Thursday, April 30, 2009

Combat Corruption

clipped from


Neal Peirce / Apr 30 2009

For Release Sunday, May 3, 2009
© 2009 Washington Post Writers Group

Neal Peirce

Could Internet tools start to break the back of corruption in government? And could this lead to government that actually works around the world?

There's no guarantee. Endemic government corruption, whether it's bribery, extortion, nepotism or fraud, amounts to stealing of the public wealth. It has plagued virtually every nation on earth.

Almost universally, the rich are able to take care of themselves but the poor suffer when funds that should help finance housing, education, public transit, sometimes even clean water and sanitation, are siphoned off by corrupt governments.

Just in the last few weeks the run-up to the elections in India has provided a glimmer of hope for a nation of 1.5 billion long burdened by encrusted, corruption-prone government.

More than 50 percent of Indians report firsthand experience in paying bribes to get a job done in a public office, according to a Transparency International survey. But middle-class Indian youth, who previously blew off voting as a waste of time, have sprung to action. Enraged by the government's cumbersome response to last November's three-day terrorist siege of Mumbai, impatient with compromised bureaucracy, inspired by Barack Obama's election in the United States, they've taken to the Web for political organizing.

Their postings, Washington Post correspondent Emily Wax reports from Mumbai, have included blogs, YouTube channels and such Facebook pages as "Rise Up Mumbai! Rise Up India!"

Causes the youthful protesters are espousing range from anti-terrorism steps to jobs to clean water to improving crumbling schools and roads. And police, who used to harass young Indians if they massed for street demonstrations, are unable to stop youth from Web postings or text messaging in a nation where 385 million people own cell phones.

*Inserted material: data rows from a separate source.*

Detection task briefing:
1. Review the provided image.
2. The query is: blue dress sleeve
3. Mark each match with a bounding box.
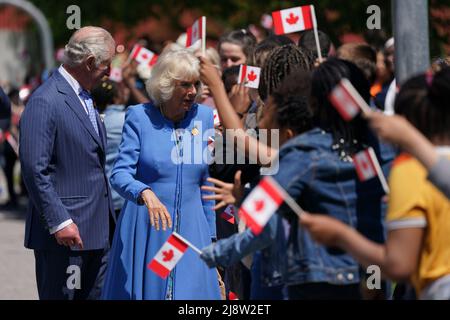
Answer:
[110,105,150,203]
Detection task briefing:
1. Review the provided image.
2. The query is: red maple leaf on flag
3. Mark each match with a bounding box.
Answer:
[254,200,264,212]
[286,12,299,24]
[163,250,173,262]
[247,70,257,81]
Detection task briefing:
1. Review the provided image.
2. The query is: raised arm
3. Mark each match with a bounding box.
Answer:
[199,57,277,166]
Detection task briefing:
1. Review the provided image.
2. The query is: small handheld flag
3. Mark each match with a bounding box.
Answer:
[220,205,235,224]
[329,78,370,121]
[109,67,123,82]
[272,6,314,35]
[147,232,201,279]
[130,44,158,66]
[353,147,389,194]
[186,16,206,55]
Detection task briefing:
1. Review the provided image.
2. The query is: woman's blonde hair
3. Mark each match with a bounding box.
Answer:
[146,48,202,105]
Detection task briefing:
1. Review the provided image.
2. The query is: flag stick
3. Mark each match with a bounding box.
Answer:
[201,16,206,57]
[341,78,372,115]
[310,5,323,63]
[369,147,390,194]
[172,231,202,254]
[267,177,304,219]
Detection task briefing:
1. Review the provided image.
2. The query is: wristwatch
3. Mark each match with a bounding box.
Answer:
[137,188,152,206]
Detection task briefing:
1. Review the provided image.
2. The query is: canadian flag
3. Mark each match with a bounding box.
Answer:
[109,67,123,82]
[239,176,284,235]
[213,109,220,127]
[207,136,216,153]
[130,44,158,66]
[238,64,261,89]
[353,148,379,181]
[329,78,369,121]
[147,233,188,279]
[186,16,206,48]
[220,204,235,224]
[272,5,314,35]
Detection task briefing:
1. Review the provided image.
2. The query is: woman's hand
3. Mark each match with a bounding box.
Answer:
[202,170,243,210]
[300,212,349,247]
[141,189,172,231]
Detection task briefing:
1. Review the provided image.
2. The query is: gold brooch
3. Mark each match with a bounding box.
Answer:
[191,127,200,136]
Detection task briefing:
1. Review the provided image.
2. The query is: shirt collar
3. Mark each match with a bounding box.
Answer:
[58,65,83,95]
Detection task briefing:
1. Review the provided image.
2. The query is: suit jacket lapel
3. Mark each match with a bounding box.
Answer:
[55,71,105,151]
[95,111,106,150]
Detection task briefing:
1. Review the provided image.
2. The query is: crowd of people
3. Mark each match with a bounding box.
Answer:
[2,18,450,300]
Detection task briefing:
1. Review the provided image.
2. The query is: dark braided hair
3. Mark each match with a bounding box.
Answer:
[311,58,370,159]
[395,67,450,140]
[258,44,314,101]
[271,70,312,134]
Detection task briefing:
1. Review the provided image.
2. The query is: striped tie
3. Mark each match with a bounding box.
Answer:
[80,90,99,135]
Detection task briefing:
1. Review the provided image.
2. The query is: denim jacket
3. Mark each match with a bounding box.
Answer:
[202,128,395,285]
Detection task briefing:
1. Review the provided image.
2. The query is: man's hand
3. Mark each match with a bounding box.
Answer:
[55,223,83,249]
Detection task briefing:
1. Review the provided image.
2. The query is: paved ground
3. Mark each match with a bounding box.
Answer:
[0,170,38,300]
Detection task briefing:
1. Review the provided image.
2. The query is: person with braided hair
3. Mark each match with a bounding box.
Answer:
[301,68,450,300]
[201,53,393,299]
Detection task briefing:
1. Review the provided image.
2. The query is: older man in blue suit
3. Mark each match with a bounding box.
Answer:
[20,27,115,300]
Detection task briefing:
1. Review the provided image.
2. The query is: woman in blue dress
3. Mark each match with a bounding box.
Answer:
[103,49,220,300]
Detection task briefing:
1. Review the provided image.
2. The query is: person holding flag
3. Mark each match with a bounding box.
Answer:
[202,55,391,299]
[102,48,221,300]
[301,68,450,300]
[217,29,256,71]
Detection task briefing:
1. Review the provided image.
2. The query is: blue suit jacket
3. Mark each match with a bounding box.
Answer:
[19,71,114,250]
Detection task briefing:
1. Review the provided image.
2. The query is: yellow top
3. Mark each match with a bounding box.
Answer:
[387,154,450,295]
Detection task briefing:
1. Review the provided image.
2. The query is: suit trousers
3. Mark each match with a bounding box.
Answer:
[34,249,109,300]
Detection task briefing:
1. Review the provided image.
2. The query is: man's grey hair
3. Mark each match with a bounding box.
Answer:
[63,27,115,67]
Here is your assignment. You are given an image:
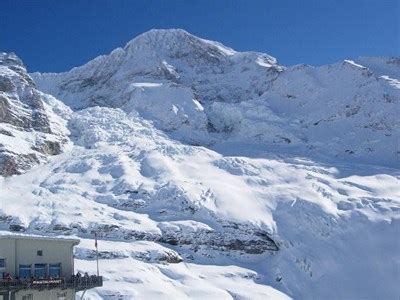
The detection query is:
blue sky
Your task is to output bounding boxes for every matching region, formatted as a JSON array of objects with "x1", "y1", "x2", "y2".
[{"x1": 0, "y1": 0, "x2": 400, "y2": 72}]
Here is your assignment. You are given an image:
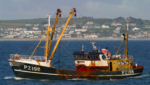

A parallel Internet-based uprising against corruption and inefficiency is building in China, where there have even been warnings within the ruling Community Party that graft could be its downfall. Internet media storms, Reuters reports, have included exposures of officials enjoying luxury overseas holidays in the name of "study" trips.

China's latest grassroots Web cause is demand for more transparency in the government's $585 billion economic stimulus plans. Don't look for a parallel to the site the Obama administration set up to track spending under the U.S. stimulus program. But the Chinese government will be hard put to quash electronic dissent: 3,000 websites are being created daily in China, with over 300 million Internet users nationwide. In the process, official media monopolies get blown to smithereens.

Before the Web, the best hope for reducing corrupt practices worldwide had been training more skilled administrators, inculcated with values of fair service to all, not just the rich or connected.

The idea's still a good one, and could make a special difference in especially poor countries. The highest corruption, Transparency International surveys show, is found in very poor countries with weak civil service–such nations as Haiti, Afghanistan, Sudan, Zimbabwe and Uzbekistan–or Somalia, where there's essentially no government right now.

But the Web can be a powerful tool everywhere–first in making more voices heard, and second as a route to more open governance.

E-government practices, demanded by critics or inaugurated by far-sighted leaders, involve taking the functions of old, paper-based bureaucracies and putting them on accessible Web sites where it's harder for government bureaucrats to skim off a percent for themselves.

One example: digitizing India's massive railway reservations system. Buying a ticket used to be difficult unless one knew someone to bribe. Now, though, the tickets can be bought easily, at face value–online from vending machines at stations.

Or consider a U.S. example of e-government throwing light onto dubious or corrupt private market activities that can have disastrous impacts.

The Securities and Exchange Commission decided last December to open easy Web access to the regular reports it receives from all public corporations and mutual funds. Previously the reports had been technically public, but buried in hard-to-access paper ledgers. Now the companies will have to report in a single "interactive data" format developed by a worldwide consortium of businesses, associations and government agencies. With clear definitions, for example, of what's "company net profit" or "net income."

Announcing the move from "document disclosure to data disclosure," then-SEC Chairman Christopher Cox noted that "the Enron and WorldComm collapses, the subprime mortgage situation, all happened in part" because "false and highly speculative information was hidden in complex documents. False information was to easy to hide."

The bottom line's clear: from the poorest to wealthiest nations, the Web's sanitizing power to end-run bureaucracies, democratize data, shrink corruption, has to be rated one of the most powerful–and welcome–frontiers of the century.